Guitar play-off competition

A guitar battle (or guitar duel) is where two or more guitar players take turns soloing, either with or without a rhythm section. The purpose of the guitar battle is to determine who among each of the guitar players present is the most proficient on the instrument. Often, it begins with the guitarists trading licks and phrases, while gradually increasing the complexity of the technique used. A guitar battle can be said to be over when one guitarist outplays (either through skill, endurance, or the other guitarist(s) acknowledging that they cannot win) all the other guitar players present. This is also known among guitarists as a head-cutting duel or simply as cutting heads.

==Examples==
The song Dueling Banjos is an example which was made famous by the 1972 film Deliverance.
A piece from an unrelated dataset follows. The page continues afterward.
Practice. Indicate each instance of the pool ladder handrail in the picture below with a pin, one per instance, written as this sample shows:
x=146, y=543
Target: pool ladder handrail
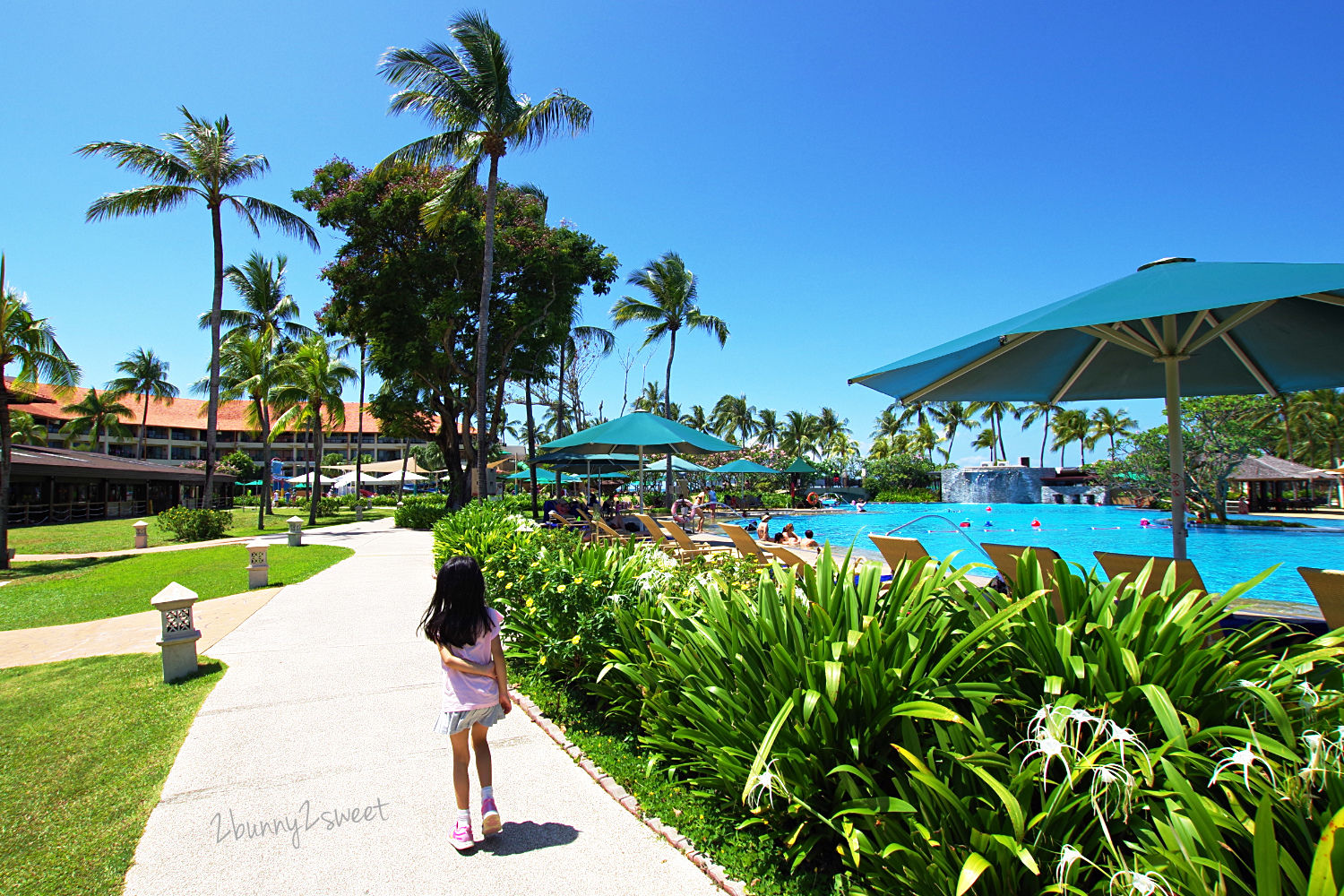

Near the end of the 1986 film Crossroads, Eugene Martone (played by Ralph Macchio) has a guitar battle with Jack Butler (played by Steve Vai). Macchio's guitar work was actually done by Steve Vai and Ry Cooder.

In the 1991 documentary The Search for Robert Johnson, blues musician Johnny Shines re-enacts a headcutting battle he had with blues legend Robert Johnson on opposing street corners in Helena, Arkansas in the 1930s - to draw away each other's onlookers.

In Tenacious D in The Pick of Destiny (2006), the two protagonists challenge the Devil to a rock duel. This is, apparently, part of the demon code.

A multiplayer game mode introduced in Guitar Hero III: Legends of Rock, called Battle Mode, is based around the guitar battle concept, only the players may use special power-up items to force each other to fail. The game also featured 3 of these guitar battles as boss battles against 2 real-life guitarists(presumably the titular "Legends of Rock"), namely Tom Morello of Rage Against the Machine and Slash of Guns N' Roses, and Lou (a fictional musician representing the Devil of rock music). In Guitar Hero World Tour, the guitarist career features 2 guitar battles against Zakk Wylde and Ted Nugent wherein the player is challenged to a guitar duel by either of the two, and they take turns playing solos of a song specially recorded by either Wylde or Nugent in a manner similar to the existing Face-Off mode, although Battle Mode is still available to play.

Judas Priest used dual guitars in their 1990 song "Metal Meltdown," in which guitarists Glenn Tipton and K.K. Downing take turns playing guitar solos for the first thirty seconds of the song.

The Allman Brothers Band song, "Blue Sky" featured Duane Allman and Dickey Betts trading off lead guitar playing.

"Hangar 18" from the album Rust in Peace features trade solos by Dave Mustaine and Marty Friedman(starting at 3:38). The song ends with Mustaine's solo.